Et quant au tramway de Jérusalem, il semble être un des éléments du soft power à l'israélienne. Le tram relie les colonies juives au centre-ville, tout en étant, en apparence, bénéfique aux habitants arabes. Ici, pas d'attentes interminables et de brimades comme aux checkpoints entre Israël et les territoires de l'autorité palestinienne. Ici, pas d'expulsions de la population arabe pour installer, à la place, des citoyens de l'État hébreu. Ici, pas de blocus où plus d'un million de personnes sont coupées du monde.

À Jérusalem-Est, la parole est même donnée aux populations palestiniennes. Elles semblent même intégrées au projet. Deux enquêtes d'opinion sont menées à deux ans d'intervalle – on ne connaît pas la méthodologie de ces sondages - , en 2007 et en 2009, auprès des habitants des quartiers arabes de Shu'afat, Beit Hanina et Sheikh Jarrah. 3/4 d'entre eux jugent que le tramway réduira les embouteillages et près des 2/3 déclarent qu'ils l'emprunteront une fois inauguré. 

Ils sont presque tout aussi nombreux à alors penser qu'il sera un vecteur de développement économique pour leur zone de vie. Les Israéliens répondent ainsi aux détracteurs du tram, défenseurs de la cause palestinienne, qui sont nombreux dans le monde. Selon eux, c'est une construction contraire au droit international car l'ONU, de par la résolution 242 du Conseil de Sécurité, exige le retrait des territoires occupés illégalement suite à la guerre de juin 1967. Les riverains acceptent ce projet, selon Israël. Par un tel procédé, l'action de construire le tram est légitimée.

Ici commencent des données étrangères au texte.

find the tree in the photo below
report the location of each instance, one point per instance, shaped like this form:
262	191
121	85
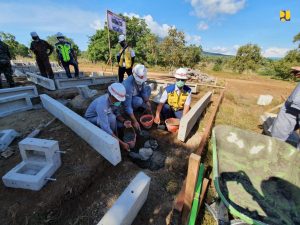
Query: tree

De telle sorte que la nation de David Ben Gourion peut dire qu'elle œuvre généreusement au développement de tous les quartiers de la cité, peu importe leur composition ethnique ou religieuse, tout en assurant ses intérêts politiques sur la ville. Musulmans, chrétiens ou juifs, les usagers profitent tous du tram car tous vivent à Jérusalem, qu'Israël considère comme sa « capitale éternelle, une et indivisible ».